猛虎人国記

猛虎人国記(3)~岩手県~ 1年目から村山監督に先発・救援を任された太田貴

[ 2012年3月27日 06:00 ]

 太田貴(たかし)(45)はドラフト外の隠し玉だった。1988年(昭63)のドラフト会議から2日後の11月26日、張り込んでいた東京の鷺宮製作所に編成部長・横溝桂と担当スカウト・今成泰章が来た。独自だねで「阪神、太田獲り」と書けた。

 1面記事に太田は今も「あの時、来てくれましたよね。忘れませんよ」と懐かしむ。横溝が「ストッパー候補」とまで言った素材。監督・村山実は1年目から先発・救援と起用した。5年目の93年4月、2軍戦でノーヒットノーラン。同年6月10日中日戦(甲子園)で先発し5回1失点、プロ唯一の勝利を忘れない。

 98年から打撃投手、05年からスコアラーで裏方に徹する。「プロの世界にいた自分が信じられない。本当は、故郷で教師になる気でいた」

 小学生時代は宮古に住んでいた。今春の東日本大震災で津波の被害にあった。「同級生も命を落とした。野球人としてできることを」と誓う。

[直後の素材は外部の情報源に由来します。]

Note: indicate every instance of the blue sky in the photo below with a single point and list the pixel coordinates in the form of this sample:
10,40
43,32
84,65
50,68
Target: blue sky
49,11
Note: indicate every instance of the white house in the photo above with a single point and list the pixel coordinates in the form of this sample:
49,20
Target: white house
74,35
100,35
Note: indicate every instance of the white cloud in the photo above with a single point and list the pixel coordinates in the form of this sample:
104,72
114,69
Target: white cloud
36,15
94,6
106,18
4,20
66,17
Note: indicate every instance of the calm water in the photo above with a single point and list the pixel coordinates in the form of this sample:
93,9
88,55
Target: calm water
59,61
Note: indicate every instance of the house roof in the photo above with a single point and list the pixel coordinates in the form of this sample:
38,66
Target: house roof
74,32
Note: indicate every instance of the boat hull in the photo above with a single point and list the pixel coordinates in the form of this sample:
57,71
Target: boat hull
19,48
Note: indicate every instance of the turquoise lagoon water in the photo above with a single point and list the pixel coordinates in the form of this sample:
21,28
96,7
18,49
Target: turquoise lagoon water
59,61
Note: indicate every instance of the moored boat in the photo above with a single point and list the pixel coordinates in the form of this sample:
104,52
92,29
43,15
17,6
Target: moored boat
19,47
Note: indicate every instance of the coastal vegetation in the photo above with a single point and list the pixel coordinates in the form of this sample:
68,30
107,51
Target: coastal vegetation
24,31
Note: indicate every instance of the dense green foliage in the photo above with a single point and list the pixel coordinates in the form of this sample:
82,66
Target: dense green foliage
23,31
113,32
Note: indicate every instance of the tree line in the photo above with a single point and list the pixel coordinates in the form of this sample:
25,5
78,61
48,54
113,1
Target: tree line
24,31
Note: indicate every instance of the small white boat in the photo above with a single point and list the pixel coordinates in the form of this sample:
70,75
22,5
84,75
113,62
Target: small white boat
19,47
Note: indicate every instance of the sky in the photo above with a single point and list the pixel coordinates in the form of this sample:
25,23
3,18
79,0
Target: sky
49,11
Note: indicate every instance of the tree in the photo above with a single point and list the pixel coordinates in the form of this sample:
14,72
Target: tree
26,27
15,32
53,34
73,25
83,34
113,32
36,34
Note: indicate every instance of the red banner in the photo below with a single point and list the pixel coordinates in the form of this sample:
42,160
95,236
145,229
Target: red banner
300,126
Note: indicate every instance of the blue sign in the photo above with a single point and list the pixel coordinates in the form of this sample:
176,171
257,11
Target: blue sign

 盛岡市立時代の監督・三浦宗(たかし)(09年没)は88年夏、高田を率い、甲子園初出場。初戦、8回降雨コールドで敗れた。阿久悠は本紙『甲子園の詩』で<甲子園に一イニングの貸しがある>と詠んだ。震災後、本紙は『復興へのプレーボール』で同校の1年を追う。

 阪神に初めて岩手県人が入団したのは白坂長栄だった。48年(昭23)7月28日、盛岡遠征の際、監督・若林忠志が勧誘した。戦中戦後と妻の故郷、宮城県石巻で過ごした若林は仙台鉄道局盛岡での評判を聞いていた。当初遊撃手、吉田義男入団後は二塁手として内野陣を引き締めた。引退後は2軍監督やスコアラー、フロントとして昭和の時代を過ごした。温和な姿が脳裏に浮かぶ。二戸郡一戸町の実家は広大なりんご園を経営する。

 岩手県人は裏方でいい活躍をする。「東北のスラッガー」小笠原正一は日通盛岡から71年ドラフト9位。1軍出場果たせぬまま引退。用具担当、スコアラー、営業部時代、川藤幸三の早出特打に12年以上、打撃投手として付き合った。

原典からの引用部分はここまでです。